Rolling forwards to the 2020s, in order to liberate as much value as possible from their valuable content, publishers must look at a flexible, efficient and evolvable way to classify it. A combination of knowledge graph and AI classification is an increasingly popular way of achieving this; knowledge graphs provide flexibility and structure, and AI provides the scale. Forget the old “classify once, publish and forget” – publishers now need to create, classify, connect, distribute, measure and then repurpose multiple times.

How best to move in this direction, without expensive and painful “big bang” projects?

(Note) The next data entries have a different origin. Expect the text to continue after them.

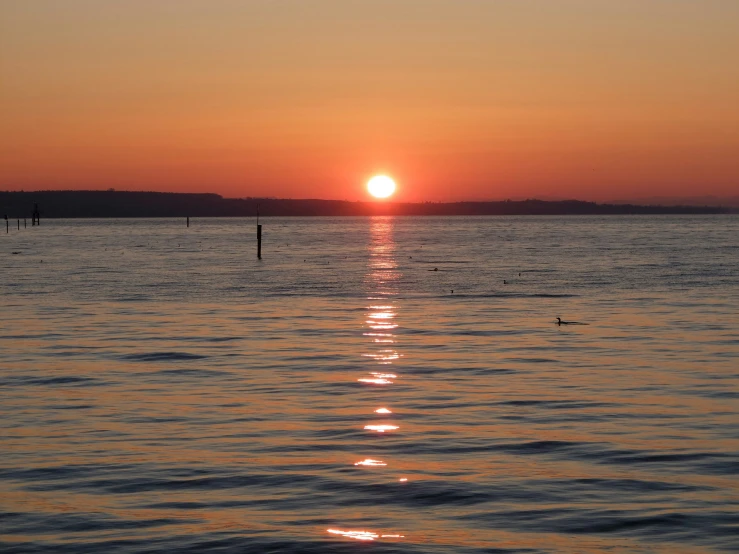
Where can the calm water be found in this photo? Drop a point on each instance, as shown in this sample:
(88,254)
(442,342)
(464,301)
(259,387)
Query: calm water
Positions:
(163,391)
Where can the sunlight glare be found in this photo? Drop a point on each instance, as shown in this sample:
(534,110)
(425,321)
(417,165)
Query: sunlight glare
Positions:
(381,186)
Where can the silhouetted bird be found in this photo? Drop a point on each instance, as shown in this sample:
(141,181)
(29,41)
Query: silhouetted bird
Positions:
(560,322)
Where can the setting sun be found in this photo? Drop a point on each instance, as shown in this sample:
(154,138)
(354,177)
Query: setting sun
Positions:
(381,186)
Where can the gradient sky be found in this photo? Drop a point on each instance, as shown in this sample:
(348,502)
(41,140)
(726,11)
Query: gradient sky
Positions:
(456,99)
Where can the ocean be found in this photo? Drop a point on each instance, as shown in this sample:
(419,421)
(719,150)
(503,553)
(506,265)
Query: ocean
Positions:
(373,385)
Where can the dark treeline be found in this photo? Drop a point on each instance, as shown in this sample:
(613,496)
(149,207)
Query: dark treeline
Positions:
(54,204)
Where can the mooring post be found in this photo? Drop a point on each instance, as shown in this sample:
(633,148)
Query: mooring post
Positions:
(259,236)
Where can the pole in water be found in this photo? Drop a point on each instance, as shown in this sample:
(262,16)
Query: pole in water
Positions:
(259,236)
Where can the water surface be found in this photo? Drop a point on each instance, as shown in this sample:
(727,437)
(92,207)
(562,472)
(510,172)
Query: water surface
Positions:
(161,390)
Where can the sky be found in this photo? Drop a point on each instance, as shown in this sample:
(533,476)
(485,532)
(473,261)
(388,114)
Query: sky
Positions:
(455,99)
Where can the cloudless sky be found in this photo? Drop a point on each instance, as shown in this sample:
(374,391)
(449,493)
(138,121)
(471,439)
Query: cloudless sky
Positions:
(456,99)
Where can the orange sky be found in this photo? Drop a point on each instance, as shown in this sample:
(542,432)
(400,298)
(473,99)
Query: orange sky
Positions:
(457,99)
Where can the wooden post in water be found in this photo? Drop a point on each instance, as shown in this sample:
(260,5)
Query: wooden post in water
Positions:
(259,237)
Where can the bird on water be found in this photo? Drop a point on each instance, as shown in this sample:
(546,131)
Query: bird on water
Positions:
(560,322)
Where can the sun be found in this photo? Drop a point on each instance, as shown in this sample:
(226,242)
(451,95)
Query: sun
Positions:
(381,186)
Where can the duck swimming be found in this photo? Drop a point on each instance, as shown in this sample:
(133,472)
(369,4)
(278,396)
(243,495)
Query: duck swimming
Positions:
(560,322)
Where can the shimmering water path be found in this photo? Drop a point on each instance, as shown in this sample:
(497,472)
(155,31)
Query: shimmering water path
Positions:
(372,385)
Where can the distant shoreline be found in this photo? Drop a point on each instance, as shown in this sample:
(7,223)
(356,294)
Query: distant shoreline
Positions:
(123,204)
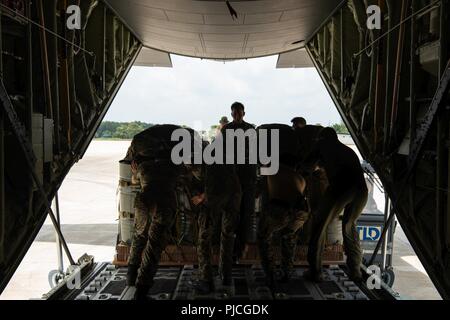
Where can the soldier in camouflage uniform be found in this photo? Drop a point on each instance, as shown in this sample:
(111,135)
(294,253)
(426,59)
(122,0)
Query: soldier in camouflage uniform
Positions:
(284,213)
(223,197)
(247,178)
(155,205)
(347,190)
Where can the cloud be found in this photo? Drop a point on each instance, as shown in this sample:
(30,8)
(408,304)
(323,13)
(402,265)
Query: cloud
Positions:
(198,90)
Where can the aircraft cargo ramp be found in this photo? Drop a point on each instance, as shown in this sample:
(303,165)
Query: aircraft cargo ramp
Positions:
(106,282)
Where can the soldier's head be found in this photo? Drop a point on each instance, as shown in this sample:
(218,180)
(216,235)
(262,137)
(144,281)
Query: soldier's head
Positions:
(298,122)
(328,134)
(238,112)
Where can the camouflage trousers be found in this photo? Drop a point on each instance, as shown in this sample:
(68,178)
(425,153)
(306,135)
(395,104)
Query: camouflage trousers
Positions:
(286,222)
(220,213)
(155,210)
(336,199)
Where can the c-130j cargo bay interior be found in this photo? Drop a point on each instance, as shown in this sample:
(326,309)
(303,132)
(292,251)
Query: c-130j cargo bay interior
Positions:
(390,86)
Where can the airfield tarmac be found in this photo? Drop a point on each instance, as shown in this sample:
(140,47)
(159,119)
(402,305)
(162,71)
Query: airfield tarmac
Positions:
(89,221)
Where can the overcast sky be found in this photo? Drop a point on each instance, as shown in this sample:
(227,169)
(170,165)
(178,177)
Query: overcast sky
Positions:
(198,93)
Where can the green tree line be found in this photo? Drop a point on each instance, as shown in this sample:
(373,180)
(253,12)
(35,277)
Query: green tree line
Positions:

The answer is to start small and focus on core differentiators. One effective and agile approach is to start with a shared map in the form of a “domain model”. This maps a business’s important entities and how they relate to one another. Trust me, even in the same general business area, these domain models are always different – they are particular to each organisation. The domain model is best created in a series of workshops including team members from as many functions across organisation as possible and works by driving a shared understanding of the organisation’s information structure. This enables organisations to prioritise which areas of the domain model represent their core differentiator and that drive value and provides a basis for where to start with a content classification initiative.

The actual selection of AI and knowledge graph technologies is the stuff of many books and blog posts, but a few painful gotchas to avoid are long setup times, expensive regular training cycles, the need for term mapping from your tags to the AI’s tags, and generic AI classifiers.

My top tip? Look for a lightweight SaaS, API-based route to get you started as quickly as possible; one that is production-ready, that works on your own custom metadata, and that does not require expensive data science resources to support the AI training process.

It’s clear that the combination of knowledge graph and AI-powered content classification tools are growing in popularity due to the benefits they offer publishers. The lasting challenge for publishers will simply be to resist the knee-jerk temptation to invest huge amounts of capital into building a bespoke system that could have been purchased off-the-shelf.